Editor's Note: The following is a report on the practical applications of Mary Hunt’s new book Debt-Proof Living: How to Get out of Debt and Stay That Way (Revell, 2014).

Financial debt places a huge amount of stress on you. When you owe more for your purchases than you can afford to pay, you struggle with anxiety in every part of your life. Debt also wastes your God-given money, time, and energy that you must spend dealing with it, which limits how much you can pursue God’s plans for your life.

When you’re struggling to pay your bills, it’s tempting to think that simply having more money will solve your problem.
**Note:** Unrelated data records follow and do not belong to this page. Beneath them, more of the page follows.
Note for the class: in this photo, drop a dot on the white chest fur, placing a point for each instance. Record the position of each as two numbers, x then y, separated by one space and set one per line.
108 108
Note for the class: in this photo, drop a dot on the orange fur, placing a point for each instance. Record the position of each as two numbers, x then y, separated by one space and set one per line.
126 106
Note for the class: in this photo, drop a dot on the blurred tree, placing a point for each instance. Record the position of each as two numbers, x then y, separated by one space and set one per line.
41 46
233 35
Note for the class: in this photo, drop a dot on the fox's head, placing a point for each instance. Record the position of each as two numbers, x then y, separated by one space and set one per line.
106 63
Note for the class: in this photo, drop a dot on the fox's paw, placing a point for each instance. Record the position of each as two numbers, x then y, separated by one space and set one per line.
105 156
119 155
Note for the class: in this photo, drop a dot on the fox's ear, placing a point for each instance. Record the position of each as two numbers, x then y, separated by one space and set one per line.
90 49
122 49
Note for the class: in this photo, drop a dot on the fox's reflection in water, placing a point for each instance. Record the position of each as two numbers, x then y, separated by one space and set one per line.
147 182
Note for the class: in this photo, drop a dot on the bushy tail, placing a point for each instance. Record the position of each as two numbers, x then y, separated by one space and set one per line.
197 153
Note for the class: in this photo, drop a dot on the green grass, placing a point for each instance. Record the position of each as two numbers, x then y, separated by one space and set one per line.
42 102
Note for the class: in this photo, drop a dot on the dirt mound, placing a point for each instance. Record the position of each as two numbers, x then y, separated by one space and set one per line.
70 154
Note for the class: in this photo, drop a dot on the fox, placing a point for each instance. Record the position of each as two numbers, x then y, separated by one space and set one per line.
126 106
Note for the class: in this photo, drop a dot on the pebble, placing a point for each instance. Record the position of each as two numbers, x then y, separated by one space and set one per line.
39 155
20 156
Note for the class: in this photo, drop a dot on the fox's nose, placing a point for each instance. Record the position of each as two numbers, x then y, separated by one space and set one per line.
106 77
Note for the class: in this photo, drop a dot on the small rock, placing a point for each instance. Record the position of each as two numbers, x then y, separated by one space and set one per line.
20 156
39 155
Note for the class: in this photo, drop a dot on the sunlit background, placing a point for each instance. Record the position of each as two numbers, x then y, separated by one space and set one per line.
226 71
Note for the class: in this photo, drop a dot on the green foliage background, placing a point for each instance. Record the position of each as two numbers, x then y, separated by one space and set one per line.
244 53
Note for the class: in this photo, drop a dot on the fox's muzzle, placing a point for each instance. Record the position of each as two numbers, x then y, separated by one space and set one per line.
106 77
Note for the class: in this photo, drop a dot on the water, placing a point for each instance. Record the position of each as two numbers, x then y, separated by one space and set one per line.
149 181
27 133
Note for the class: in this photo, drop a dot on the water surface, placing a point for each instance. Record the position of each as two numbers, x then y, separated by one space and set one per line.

But the problem isn’t that you don’t have enough money; it’s that you don’t know how to successfully manage the money you already have.

Here’s how you can start managing your money well so you can enjoy a life free from the burdens of debt:

Set a goal to debt-proof your life. Decide to work toward the goal of living a lifestyle that doesn’t depend on consumer credit. Commit yourself to this goal: Establishing and following a spending plan that will help you make sure you never again spend more money than you earn, consistently living on 80 percent of your income while giving 10 percent and saving another 10 percent, eliminating all unsecured debt from your life by repaying it as rapidly as possible, setting up a contingency fund that contains at least $10,000 to pay for emergency expenses, and establishing a “freedom account” to pay for irregular expenses on a regular basis.

Learn the difference between intelligent borrowing and stupid debt. There are some situations where it’s fine to borrow money, as long as you carefully limit your risk when doing so and plan to pay back the loan as soon as possible. Intelligent borrowing has a fair way to get out of the agreement, is secured with collateral, is for something that has a life expectancy of more than three years and will increase in value (so you won’t be paying for a purchase long after it’s no longer useful to you, or paying more for something than it’s worth), and has a reasonable interest rate for the loan. Stupid debt falls short of those standards. From this point on, exercise caution when borrowing money. Eliminate all of your credit cards except for one (and pay the balance on it off in full every month); pay off your mortgage as early as you can; and avoid student loans, car loans, and home equity loans.

Track where your money is going by creating a monthly spending record. Create an accurate record of how you spend your money by tracking every purchase you make – whether big or small – throughout each day for one month. Add up total amounts for individual categories that reflect how much you’ve spent on each category during the month. Once you have the information, study it and pay attention to the spending patterns you notice. How is money leaking out of your life in ways you hadn’t previously realized? You may be spending much more on fast food or coffee than you’d known before, for instance, or you may be startled to see how much you’re actually paying for clothes or electronics purchases. Now take your detailed monthly spending record and compare it to your average monthly net income. Are you spending more than you earn each month? If so, what’s the spending amount that exceeds your income? How can you start to reduce your expenses so that you spend less than you earn every month? What are some expenses that you can eliminate?

Create a contingency fund. Set aside money to cover emergencies like medical bills and car repairs that come up unexpectedly. Instead of using credit to pay when such expenses confront you, you can draw upon your contingency fund to pay without accruing any new debt. Set aside whatever amount (usually at least $10,000) you’ll need to pay your bills for three months in case you lose your job or can’t work for a period due to an illness or injury.